Since 1950, September has brought an average loss of 0.5% for the S&P 500. That’s 10 times worse than the next-worst month, February.
September is also the only month of the year over that span to turn in a loss more often than a gain. Other months see the S&P 500 rise more than three times out of five.
Stretch the horizon even further, back to 1928 to include a world war, the Great Depression and completely different types of economies, and September is still the most frequent stinker for Wall Street.
No clear reason explains September’s struggle, though many hypotheses try. One suggests the return of many professional investors from summer vacations may add to the selling pressure, for example.

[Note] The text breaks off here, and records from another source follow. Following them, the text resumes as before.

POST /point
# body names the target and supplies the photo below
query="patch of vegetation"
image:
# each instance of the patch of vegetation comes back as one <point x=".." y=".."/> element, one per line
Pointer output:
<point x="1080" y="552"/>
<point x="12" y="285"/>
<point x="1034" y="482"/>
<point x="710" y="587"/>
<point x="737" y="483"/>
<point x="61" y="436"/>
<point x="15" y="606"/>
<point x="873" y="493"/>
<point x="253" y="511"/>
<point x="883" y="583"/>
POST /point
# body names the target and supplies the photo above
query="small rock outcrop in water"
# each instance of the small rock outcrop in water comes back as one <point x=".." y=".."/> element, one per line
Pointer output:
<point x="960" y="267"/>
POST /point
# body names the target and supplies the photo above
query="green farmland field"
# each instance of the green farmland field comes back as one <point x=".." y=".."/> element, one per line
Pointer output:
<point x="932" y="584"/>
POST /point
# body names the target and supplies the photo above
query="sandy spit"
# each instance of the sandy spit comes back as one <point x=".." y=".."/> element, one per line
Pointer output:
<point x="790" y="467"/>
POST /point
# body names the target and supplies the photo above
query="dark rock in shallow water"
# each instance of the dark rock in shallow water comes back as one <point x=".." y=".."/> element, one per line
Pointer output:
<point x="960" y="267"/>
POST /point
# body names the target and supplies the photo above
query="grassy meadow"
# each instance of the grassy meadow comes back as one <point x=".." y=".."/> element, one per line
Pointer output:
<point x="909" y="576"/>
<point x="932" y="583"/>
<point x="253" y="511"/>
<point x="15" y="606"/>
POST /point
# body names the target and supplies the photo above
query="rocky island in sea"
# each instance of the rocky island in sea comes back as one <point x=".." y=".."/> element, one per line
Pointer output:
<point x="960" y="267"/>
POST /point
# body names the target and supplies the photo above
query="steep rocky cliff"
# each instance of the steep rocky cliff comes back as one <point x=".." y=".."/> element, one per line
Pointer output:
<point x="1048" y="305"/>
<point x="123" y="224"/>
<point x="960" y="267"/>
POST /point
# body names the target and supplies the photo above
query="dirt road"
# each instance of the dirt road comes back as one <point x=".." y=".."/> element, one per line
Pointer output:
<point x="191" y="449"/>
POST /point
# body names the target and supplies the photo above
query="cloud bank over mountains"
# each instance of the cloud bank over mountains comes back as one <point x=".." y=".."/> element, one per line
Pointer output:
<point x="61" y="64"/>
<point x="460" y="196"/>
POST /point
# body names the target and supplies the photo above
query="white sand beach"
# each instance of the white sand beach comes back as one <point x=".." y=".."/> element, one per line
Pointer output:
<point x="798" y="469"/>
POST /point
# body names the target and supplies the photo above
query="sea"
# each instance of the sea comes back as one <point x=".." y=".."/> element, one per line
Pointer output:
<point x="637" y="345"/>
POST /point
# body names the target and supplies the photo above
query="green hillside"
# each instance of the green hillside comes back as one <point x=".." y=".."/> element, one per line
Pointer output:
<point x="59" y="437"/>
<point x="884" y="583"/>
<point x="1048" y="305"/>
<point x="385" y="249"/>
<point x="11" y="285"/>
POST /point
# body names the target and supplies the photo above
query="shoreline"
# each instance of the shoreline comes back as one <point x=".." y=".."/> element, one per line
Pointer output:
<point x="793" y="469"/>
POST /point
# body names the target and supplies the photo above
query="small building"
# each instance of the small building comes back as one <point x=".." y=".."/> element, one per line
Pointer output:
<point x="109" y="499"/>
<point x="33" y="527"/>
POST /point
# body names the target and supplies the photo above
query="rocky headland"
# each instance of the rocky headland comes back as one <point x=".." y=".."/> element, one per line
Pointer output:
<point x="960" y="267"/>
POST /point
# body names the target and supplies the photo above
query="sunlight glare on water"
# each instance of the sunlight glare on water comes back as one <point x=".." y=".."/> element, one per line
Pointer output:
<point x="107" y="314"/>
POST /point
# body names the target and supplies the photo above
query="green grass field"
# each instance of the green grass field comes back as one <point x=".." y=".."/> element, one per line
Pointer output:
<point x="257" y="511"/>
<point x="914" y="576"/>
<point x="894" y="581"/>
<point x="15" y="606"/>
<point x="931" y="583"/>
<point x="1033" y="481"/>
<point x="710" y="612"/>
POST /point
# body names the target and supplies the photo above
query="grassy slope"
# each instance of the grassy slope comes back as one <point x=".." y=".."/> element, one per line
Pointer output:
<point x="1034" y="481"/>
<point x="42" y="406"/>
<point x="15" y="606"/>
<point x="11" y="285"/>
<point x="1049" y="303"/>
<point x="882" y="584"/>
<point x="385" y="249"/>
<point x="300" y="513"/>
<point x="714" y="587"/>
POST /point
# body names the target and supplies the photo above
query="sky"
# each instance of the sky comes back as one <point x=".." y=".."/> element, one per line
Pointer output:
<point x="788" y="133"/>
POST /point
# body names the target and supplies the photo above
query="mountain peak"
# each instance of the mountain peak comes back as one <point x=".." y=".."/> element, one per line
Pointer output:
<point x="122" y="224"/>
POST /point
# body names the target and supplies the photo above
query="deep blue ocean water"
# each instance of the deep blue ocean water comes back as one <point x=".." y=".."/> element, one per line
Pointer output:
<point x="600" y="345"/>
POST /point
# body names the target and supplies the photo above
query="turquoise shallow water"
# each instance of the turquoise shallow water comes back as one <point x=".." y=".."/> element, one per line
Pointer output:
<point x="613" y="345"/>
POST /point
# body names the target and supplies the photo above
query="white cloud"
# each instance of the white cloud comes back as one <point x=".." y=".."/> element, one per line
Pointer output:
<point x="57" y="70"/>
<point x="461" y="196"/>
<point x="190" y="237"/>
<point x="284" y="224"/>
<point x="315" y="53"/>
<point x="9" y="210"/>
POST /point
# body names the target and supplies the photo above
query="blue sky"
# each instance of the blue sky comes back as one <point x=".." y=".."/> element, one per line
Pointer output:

Last year, the S&P 500 fell 4.8% in September for its first loss in eight months. At the time, worries were brewing about when the Federal Reserve would take its foot off the economic stimulus accelerator.
It’s not always so. Two years earlier, a solid September gain helped to virtually reverse an August swoon. And in 2010, when the economy was climbing back from the Great Recession, September was the best month of the year for stocks.
This year’s September has plenty of big events circled on the calendar that could yield more big swings for a market that’s already been beset by them. Chief among them is the Federal Reserve’s meeting on interest-rate policy Sept. 20-21. It’s almost certain to raise its benchmark short-term rate for the fifth time this year. The only question is by how much.
Several reports on the economy before that crucial meeting could alter the Fed’s thinking ahead of that meeting, including August hiring data due Friday and a report on inflation due Sept. 13.